Ridge regression and its dual problem
Ridge regression is the name given to least-squares regression with squared Euclidean norm regularisation added. Given \(n\) example vectors \(x_{i}\) of dimension \(m\) with scalar labels \(y_{i}\), the problem is expressed as finding the weight vector \(w\) and scalar bias \(b\) which minimise the objective function
\[f(w, b) = \frac{1}{2} \sum_{i = 1}^{n} \left( x_{i}^{T} w + b - y_{i} \right)^{2} + \frac{\lambda}{2} \| w \|^{2} .\]Eliminating the bias
Setting the derivative of \(f\) with respect to \(b\) to zero yields
\[\begin{aligned} \frac{\partial f}{\partial b}(w, b) = \sum_{i = 1}^{n} \left( x_{i}^{T} w + b - y_{i} \right) & = 0, & b & = \bar{y} - \bar{x}^{T} w \end{aligned}\]and therefore the problem is to find the minimiser of
\[h(w) = f(w, b(w)) = \frac{1}{2} \sum_{i = 1}^{n} \left[ (x_{i} - \bar{x})^{T} w - (y_{i} - \bar{y}) \right]^{2} + \frac{\lambda}{2} \| w \|^{2} .\]From this point on we will assume that the example vectors and the labels have been pre-processed to have zero-mean, leading to the simplified form
\[h(w) = \frac{1}{2} \sum_{i = 1}^{n} \left( x_{i}^{T} w - y_{i} \right)^{2} + \frac{\lambda}{2} \| w \|^{2} .\]Let us introduce the notation that \(X\) is an \(m \times n\) matrix whose columns are the example vectors and \(y\) is a vector comprising the corresponding labels, writing the objective as \(h(w) = \frac{1}{2} \| X^{T} w - y \|^{2} + \frac{1}{2} \lambda \| w \|^{2}\).

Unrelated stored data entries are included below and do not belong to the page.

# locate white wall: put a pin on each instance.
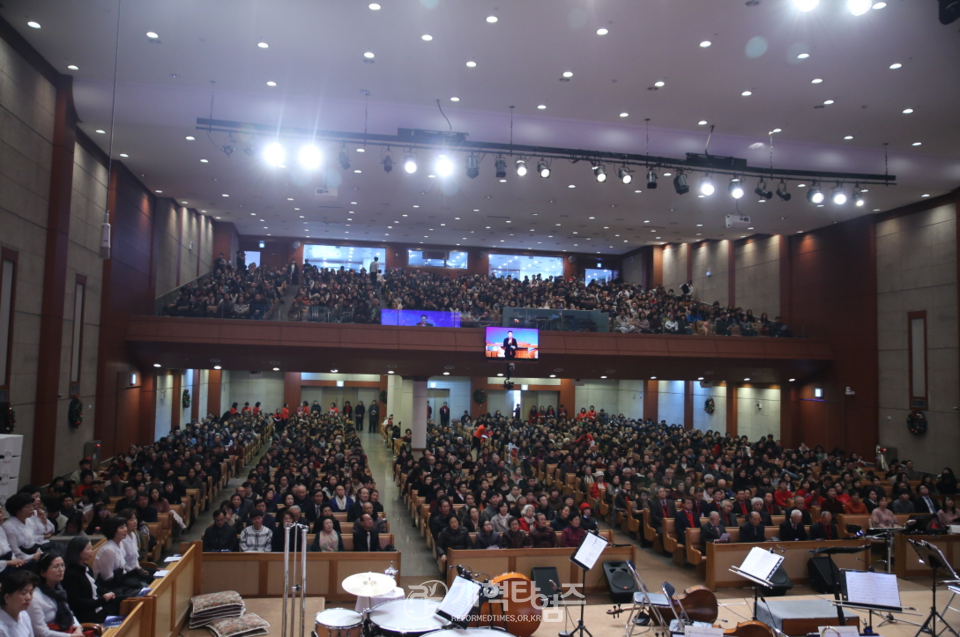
(166, 403)
(753, 422)
(670, 401)
(717, 421)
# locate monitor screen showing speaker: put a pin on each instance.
(521, 343)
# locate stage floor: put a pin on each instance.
(733, 609)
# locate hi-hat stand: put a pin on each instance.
(292, 593)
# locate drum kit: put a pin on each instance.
(417, 617)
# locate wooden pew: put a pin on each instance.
(261, 574)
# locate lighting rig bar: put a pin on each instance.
(451, 141)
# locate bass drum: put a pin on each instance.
(522, 605)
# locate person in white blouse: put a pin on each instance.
(49, 605)
(16, 593)
(20, 537)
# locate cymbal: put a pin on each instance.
(369, 584)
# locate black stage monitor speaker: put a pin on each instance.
(547, 580)
(781, 584)
(620, 582)
(824, 573)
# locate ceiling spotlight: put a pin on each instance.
(274, 154)
(706, 185)
(473, 166)
(857, 197)
(444, 166)
(310, 157)
(651, 178)
(782, 191)
(859, 7)
(680, 183)
(543, 169)
(735, 188)
(839, 197)
(599, 172)
(500, 166)
(815, 195)
(410, 163)
(761, 190)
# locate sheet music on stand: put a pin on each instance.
(589, 551)
(759, 566)
(877, 590)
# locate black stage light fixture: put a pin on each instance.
(473, 166)
(651, 178)
(680, 183)
(782, 191)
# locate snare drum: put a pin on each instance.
(406, 617)
(339, 622)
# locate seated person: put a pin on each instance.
(367, 539)
(49, 612)
(256, 538)
(825, 528)
(327, 538)
(219, 536)
(753, 530)
(90, 603)
(793, 528)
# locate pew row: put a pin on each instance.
(261, 574)
(522, 561)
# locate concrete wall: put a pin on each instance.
(670, 401)
(712, 256)
(917, 271)
(757, 276)
(27, 103)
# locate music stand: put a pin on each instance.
(586, 555)
(932, 557)
(758, 567)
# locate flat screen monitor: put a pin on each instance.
(513, 343)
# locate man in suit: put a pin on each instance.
(713, 530)
(753, 530)
(367, 539)
(510, 346)
(661, 509)
(924, 503)
(825, 529)
(685, 519)
(792, 529)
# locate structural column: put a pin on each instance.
(419, 424)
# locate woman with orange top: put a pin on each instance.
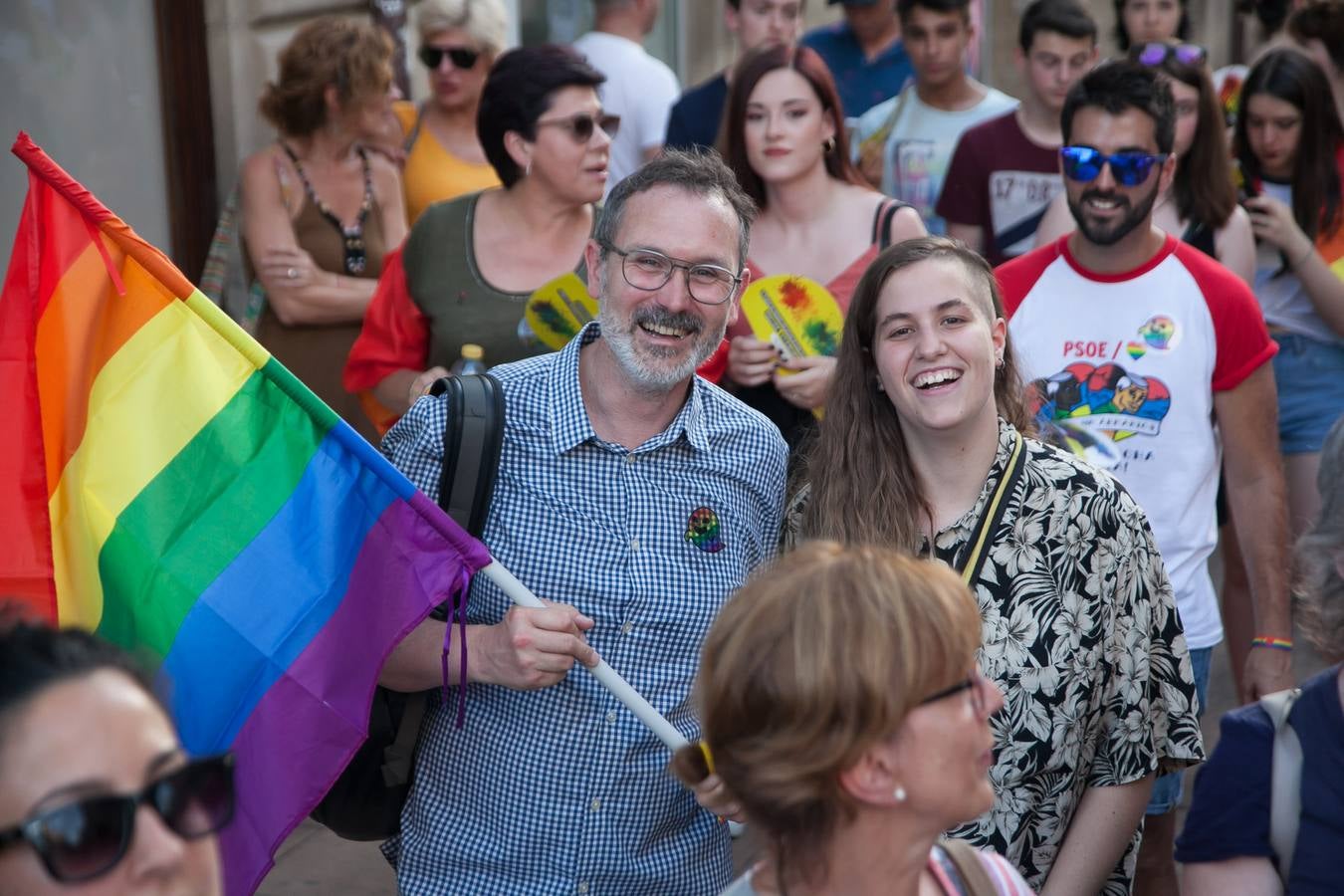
(785, 138)
(460, 41)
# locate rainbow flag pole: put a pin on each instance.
(168, 485)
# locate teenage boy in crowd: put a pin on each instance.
(863, 53)
(696, 115)
(1006, 171)
(638, 88)
(1149, 344)
(905, 144)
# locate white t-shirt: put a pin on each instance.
(1129, 362)
(638, 88)
(920, 145)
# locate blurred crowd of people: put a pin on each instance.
(1089, 335)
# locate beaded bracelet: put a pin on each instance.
(1277, 644)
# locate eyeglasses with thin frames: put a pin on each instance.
(648, 270)
(582, 125)
(87, 838)
(461, 58)
(974, 683)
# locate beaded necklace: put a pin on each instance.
(356, 258)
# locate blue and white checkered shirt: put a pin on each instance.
(561, 790)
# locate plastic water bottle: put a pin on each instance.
(471, 361)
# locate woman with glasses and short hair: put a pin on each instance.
(925, 448)
(471, 265)
(785, 140)
(459, 42)
(318, 208)
(96, 791)
(840, 702)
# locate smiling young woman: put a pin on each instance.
(925, 446)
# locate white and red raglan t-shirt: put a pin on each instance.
(1122, 369)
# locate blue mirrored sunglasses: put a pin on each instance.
(1129, 168)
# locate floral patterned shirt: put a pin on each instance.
(1082, 635)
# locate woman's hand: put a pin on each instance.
(419, 385)
(808, 385)
(750, 360)
(288, 268)
(1273, 222)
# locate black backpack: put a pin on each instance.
(365, 800)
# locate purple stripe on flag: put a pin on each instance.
(314, 719)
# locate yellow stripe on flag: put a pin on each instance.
(146, 403)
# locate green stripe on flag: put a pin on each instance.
(211, 500)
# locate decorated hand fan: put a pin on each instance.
(560, 310)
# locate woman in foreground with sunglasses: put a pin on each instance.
(785, 140)
(460, 41)
(319, 208)
(840, 702)
(925, 449)
(471, 264)
(96, 791)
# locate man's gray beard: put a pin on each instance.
(642, 377)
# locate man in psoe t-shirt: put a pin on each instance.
(1137, 345)
(1006, 171)
(905, 144)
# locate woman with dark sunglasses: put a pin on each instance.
(841, 706)
(471, 265)
(319, 208)
(96, 792)
(786, 141)
(459, 42)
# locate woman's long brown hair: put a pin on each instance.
(863, 487)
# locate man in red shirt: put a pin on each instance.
(1006, 171)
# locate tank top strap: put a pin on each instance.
(352, 235)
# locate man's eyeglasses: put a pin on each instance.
(463, 58)
(87, 838)
(1129, 168)
(649, 270)
(1187, 54)
(972, 684)
(582, 125)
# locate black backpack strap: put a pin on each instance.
(473, 435)
(399, 755)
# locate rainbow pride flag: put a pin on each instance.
(168, 485)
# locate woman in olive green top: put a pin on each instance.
(469, 265)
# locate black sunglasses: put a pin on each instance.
(87, 838)
(463, 57)
(582, 125)
(1129, 168)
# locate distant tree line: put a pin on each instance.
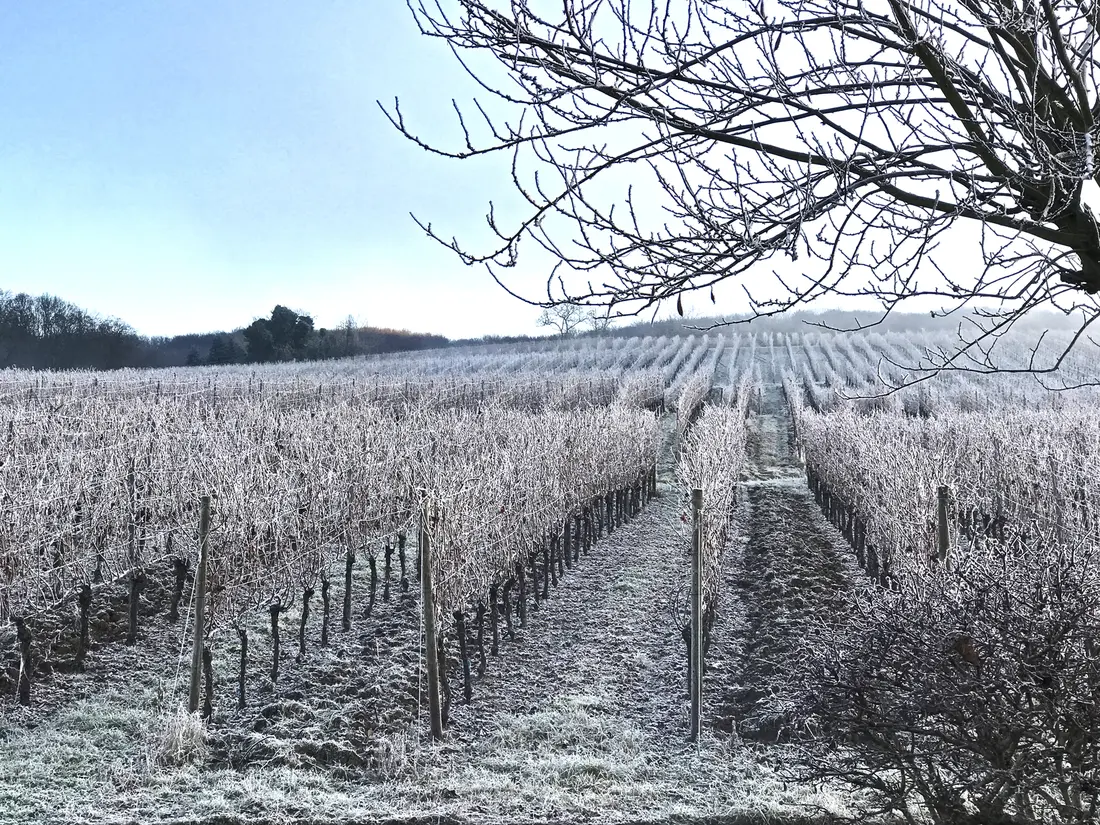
(45, 332)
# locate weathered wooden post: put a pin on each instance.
(193, 700)
(696, 613)
(943, 535)
(431, 651)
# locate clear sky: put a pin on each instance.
(185, 166)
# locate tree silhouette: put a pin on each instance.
(795, 149)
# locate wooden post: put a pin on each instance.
(696, 613)
(943, 535)
(431, 651)
(193, 700)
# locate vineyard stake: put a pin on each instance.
(943, 536)
(193, 700)
(431, 651)
(696, 613)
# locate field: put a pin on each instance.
(550, 484)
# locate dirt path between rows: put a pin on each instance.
(789, 568)
(582, 717)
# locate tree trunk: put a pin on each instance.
(325, 612)
(374, 583)
(481, 638)
(388, 567)
(444, 678)
(567, 542)
(274, 611)
(243, 636)
(179, 568)
(349, 560)
(507, 607)
(494, 618)
(460, 627)
(85, 602)
(136, 580)
(400, 558)
(307, 593)
(23, 634)
(208, 672)
(521, 579)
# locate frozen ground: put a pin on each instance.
(581, 718)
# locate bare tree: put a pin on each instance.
(565, 318)
(836, 143)
(598, 321)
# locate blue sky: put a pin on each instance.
(185, 166)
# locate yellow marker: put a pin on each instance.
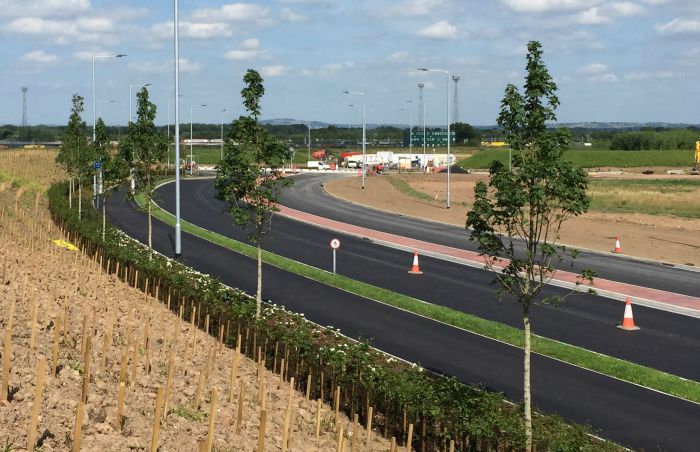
(65, 244)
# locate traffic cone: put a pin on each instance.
(415, 269)
(628, 320)
(618, 249)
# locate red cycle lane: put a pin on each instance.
(659, 299)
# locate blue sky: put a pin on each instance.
(626, 60)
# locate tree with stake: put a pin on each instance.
(248, 178)
(146, 148)
(74, 148)
(517, 217)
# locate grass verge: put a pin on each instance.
(607, 365)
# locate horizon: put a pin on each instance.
(627, 61)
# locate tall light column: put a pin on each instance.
(131, 116)
(364, 155)
(176, 70)
(191, 117)
(448, 127)
(222, 133)
(94, 112)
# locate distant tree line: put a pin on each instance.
(655, 139)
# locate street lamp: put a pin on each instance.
(176, 71)
(94, 115)
(99, 106)
(448, 127)
(222, 133)
(131, 116)
(364, 158)
(191, 117)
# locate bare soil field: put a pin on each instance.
(59, 304)
(663, 238)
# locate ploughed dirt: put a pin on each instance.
(663, 238)
(47, 288)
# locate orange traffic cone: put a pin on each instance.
(415, 269)
(618, 249)
(628, 320)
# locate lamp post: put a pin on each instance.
(94, 115)
(222, 133)
(364, 158)
(176, 71)
(448, 127)
(131, 116)
(191, 117)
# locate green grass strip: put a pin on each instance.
(607, 365)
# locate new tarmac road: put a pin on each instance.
(626, 413)
(583, 320)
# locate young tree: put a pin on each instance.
(146, 148)
(248, 178)
(74, 150)
(102, 154)
(517, 217)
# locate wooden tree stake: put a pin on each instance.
(241, 400)
(340, 439)
(336, 404)
(77, 432)
(6, 357)
(156, 419)
(261, 431)
(369, 425)
(318, 418)
(56, 337)
(36, 407)
(212, 417)
(120, 404)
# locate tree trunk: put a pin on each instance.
(258, 296)
(80, 200)
(104, 218)
(150, 231)
(527, 396)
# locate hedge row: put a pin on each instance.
(441, 408)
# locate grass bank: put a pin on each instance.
(614, 367)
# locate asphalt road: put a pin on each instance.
(308, 195)
(583, 320)
(631, 415)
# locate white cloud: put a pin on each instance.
(656, 75)
(604, 78)
(43, 8)
(593, 68)
(678, 26)
(274, 71)
(412, 8)
(82, 29)
(399, 56)
(249, 13)
(439, 30)
(40, 57)
(250, 49)
(592, 16)
(192, 30)
(290, 16)
(549, 5)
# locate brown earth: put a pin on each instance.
(43, 281)
(662, 238)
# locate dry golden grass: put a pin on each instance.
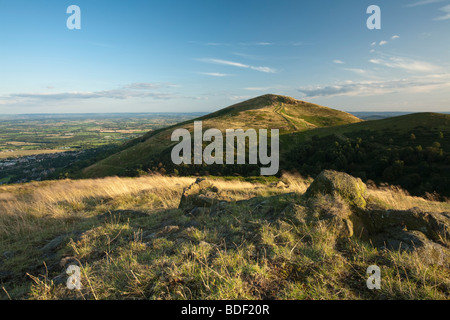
(398, 199)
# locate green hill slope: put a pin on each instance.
(412, 151)
(264, 112)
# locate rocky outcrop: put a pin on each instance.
(201, 197)
(341, 199)
(334, 183)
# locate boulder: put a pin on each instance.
(350, 189)
(199, 197)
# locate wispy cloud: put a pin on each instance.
(446, 10)
(214, 74)
(240, 98)
(134, 90)
(423, 2)
(406, 64)
(357, 71)
(239, 65)
(377, 87)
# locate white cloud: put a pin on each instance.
(406, 64)
(357, 71)
(446, 10)
(240, 98)
(423, 2)
(134, 90)
(214, 74)
(378, 87)
(239, 65)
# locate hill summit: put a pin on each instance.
(264, 112)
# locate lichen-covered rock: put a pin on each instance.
(350, 189)
(199, 197)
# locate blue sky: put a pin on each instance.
(203, 55)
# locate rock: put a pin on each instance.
(434, 225)
(121, 215)
(8, 255)
(349, 188)
(279, 185)
(60, 240)
(406, 230)
(201, 194)
(5, 275)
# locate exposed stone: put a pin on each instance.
(349, 188)
(200, 197)
(121, 215)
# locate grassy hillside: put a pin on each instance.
(396, 125)
(412, 151)
(264, 112)
(132, 242)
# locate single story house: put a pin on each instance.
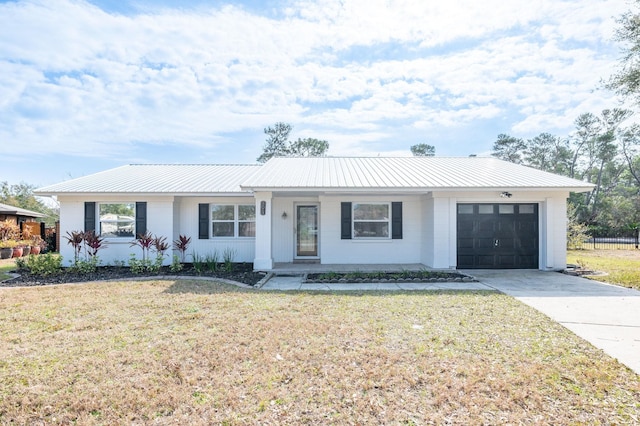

Solving for the weights in the primal
The problem above can be re-written as
\[\arg\min_{w} \left[ \frac{1}{2} w^{T} (S + \lambda I) w - w^{T} X y \right]\]where \(S = X X^{T}\) is the \(m \times m\) covariance matrix. The solution to this unconstrained quadratic program is simply \(w = (S + \lambda I)^{-1} X y\).
The dual problem
The problem can be converted into a constrained minimisation problem
\[\arg\min_{w, r} \left[ \frac{1}{2} \| r \|^{2} + \frac{\lambda}{2} \| w \|^{2} \right] \text{ subject to } r = X^{T} w - y\]whose Lagrangian is
\[L(w, r, \alpha) = \frac{1}{2} \| r \|^{2} + \frac{\lambda}{2} \| w \|^{2} + \alpha^{T} (r - X^{T} w + y) .\]Setting derivatives with respect to the primal variables to zero, we obtain
\[\begin{aligned} \frac{\partial L}{\partial w}(w, r, \alpha) & = \lambda w - X \alpha = 0, & w &= \frac{1}{\lambda} X \alpha \\ \frac{\partial L}{\partial r}(w, r, \alpha) & = r + \alpha = 0, & r &= -\alpha . \end{aligned}\]Making these substitutions to eliminate \(r\) and \(w\) gives the dual function
\[\begin{aligned} g(\alpha) & = L(w(\alpha), r(\alpha), \alpha) \\ & = \frac{1}{2} \| \alpha \|^{2} + \frac{1}{2 \lambda} \| X \alpha \|^{2} + \alpha^{T} \left( -\alpha - \frac{1}{\lambda} X^{T} X \alpha + y \right) \\ & = -\frac{1}{2} \| \alpha \|^{2} - \frac{1}{2 \lambda} \| X \alpha \|^{2} + \alpha^{T} y . \end{aligned}\]and the dual problem is
\[\arg\min_{\alpha} \left[ \frac{1}{2} \alpha^{T} (K + \lambda I) \alpha - \lambda \alpha^{T} y \right]\]where \(K = X^{T} X\) is the \(n \times n\) kernel matrix. The solution is obtained \(\alpha = \lambda (K + \lambda I)^{-1} y\) and then \(w = X (K + \lambda I)^{-1} y\).
Primal vs dual
We now have two equivalent solutions, one using the covariance matrix and the other the kernel matrix.
\[w = (S + \lambda I)^{-1} X y = X (K + \lambda I)^{-1} y\]